# Functions – Problems

### Functions – Problems

1. f: R → R defined by f (x) = sinx and g: R → R defined by g (x) = x², fog (x) =?

Solution: Given that

f (x) = sin x

g (x) = x²

fog (x) = f [g (x)]

= f [x²]

= sin x².

2. If f: [-6, 6] → R is defined by f (x) = x² – 3 for x ϵ R then (fofof) (-1) + (fofof) (0) + (fofof) (1) =?

Solution: Given

f (x) = x² – 3

Now f (-1) = (-1)² – 3 = -2

fof (-1) = f (-2) = (-2)² – 3 = 1

⇒ fofof (-1) = f (1) = (1)² – 3 = -2

Now f (0) = 0 – 3 = -3

fof (0) = (-3)² – 3

= 9 – 3

= 6

fofof (0) = (6)² – 3

= 36 – 3

= 33

Now f (1) = (1)² – 3

= – 2

fof (1) = (-2)² – 3

= 4 – 3

= 1

fofof (1) = (1)² – 3

= -2

fofof (-1) + fofof (1) + fofof (-1) = -2 + 3 – 2 = 29

f (4√2) = (4√2)² – 3

= 32 – 3

= 29.

3. If y = f (x) = $$\frac{2x-1}{x-2}$$ then f (y)

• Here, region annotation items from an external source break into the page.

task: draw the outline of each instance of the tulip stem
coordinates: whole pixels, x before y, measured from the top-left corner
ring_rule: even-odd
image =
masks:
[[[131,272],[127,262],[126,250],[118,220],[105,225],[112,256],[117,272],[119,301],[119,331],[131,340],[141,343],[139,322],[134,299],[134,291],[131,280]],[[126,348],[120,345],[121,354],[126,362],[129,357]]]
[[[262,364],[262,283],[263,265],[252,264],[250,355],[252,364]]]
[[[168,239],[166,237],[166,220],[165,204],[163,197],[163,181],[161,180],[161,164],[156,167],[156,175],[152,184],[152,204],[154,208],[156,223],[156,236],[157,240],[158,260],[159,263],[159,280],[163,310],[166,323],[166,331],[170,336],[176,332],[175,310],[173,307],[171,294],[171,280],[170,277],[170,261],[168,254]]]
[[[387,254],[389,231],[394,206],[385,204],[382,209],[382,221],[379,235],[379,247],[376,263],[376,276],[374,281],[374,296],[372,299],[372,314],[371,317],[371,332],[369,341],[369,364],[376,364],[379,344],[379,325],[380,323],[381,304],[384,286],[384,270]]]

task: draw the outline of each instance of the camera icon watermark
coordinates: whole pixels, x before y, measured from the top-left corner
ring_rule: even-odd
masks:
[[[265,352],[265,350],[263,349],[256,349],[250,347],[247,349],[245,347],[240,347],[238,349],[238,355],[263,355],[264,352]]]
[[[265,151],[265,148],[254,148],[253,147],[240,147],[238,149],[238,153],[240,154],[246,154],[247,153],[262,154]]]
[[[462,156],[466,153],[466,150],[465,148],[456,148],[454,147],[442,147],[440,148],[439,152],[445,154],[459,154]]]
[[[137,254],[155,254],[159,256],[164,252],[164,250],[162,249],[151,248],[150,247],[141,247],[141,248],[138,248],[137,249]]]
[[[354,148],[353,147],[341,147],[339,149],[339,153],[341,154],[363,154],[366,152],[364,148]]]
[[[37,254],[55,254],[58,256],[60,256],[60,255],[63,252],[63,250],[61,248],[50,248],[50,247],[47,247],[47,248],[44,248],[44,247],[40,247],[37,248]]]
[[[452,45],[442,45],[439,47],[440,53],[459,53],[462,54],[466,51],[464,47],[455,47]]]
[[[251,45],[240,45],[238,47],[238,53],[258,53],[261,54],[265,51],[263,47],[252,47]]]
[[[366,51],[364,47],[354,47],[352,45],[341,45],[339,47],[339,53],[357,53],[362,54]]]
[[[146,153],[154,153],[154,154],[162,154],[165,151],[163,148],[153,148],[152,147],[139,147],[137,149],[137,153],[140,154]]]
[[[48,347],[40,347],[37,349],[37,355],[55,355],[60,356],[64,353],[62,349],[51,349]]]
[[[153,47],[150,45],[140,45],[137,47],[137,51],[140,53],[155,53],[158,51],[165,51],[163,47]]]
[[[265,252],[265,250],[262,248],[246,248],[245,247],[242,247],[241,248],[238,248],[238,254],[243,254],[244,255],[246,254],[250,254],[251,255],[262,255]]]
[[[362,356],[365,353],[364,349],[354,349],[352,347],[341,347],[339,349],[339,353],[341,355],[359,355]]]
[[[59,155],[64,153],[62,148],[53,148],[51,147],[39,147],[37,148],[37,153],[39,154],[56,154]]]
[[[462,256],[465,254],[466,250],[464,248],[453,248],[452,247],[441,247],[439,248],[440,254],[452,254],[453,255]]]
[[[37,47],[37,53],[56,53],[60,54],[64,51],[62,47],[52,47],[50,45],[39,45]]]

Solution: y = f (x) = $$\frac{2x-1}{x-2}$$,

x = f (y) = $$\frac{2y-1}{y-2}$$ … 1

$$f(x)=\frac{2x-1}{x-2}$$.

$$y=\frac{2x-1}{x-2}$$.

yx – 2y = 2x – 1

yx – 2x = – (1 – 2y)

x (y – 2) = 2y – 1

$$x=\frac{2y-1}{y-2}$$,

∴ f (y) = x = $$\frac{2y-1}{y-2}$$ (since from equation 1).

4. If $$f(x)=\frac{2x+1}{x+2}$$ then what is the inverse function.

Solution: $$f(x)=\frac{(2x+1)}{(x+2)}$$,

Let$$y=\frac{(2x+1)}{(x+2)}$$,

Multiply by (x + 2)

⇒ y (x + 2) = 2x + 1

⇒ yx + 2y = 2x + 1

⇒ yx – 2x = 1 – 2y

⇒ x (y – 2) = 1 – 2y

⇒ $$x=\frac{1-2y}{(y-2)}$$,

Then the inverse is $${{f}^{-1}}(x)=\frac{(1-2x)}{(x-2)}$$.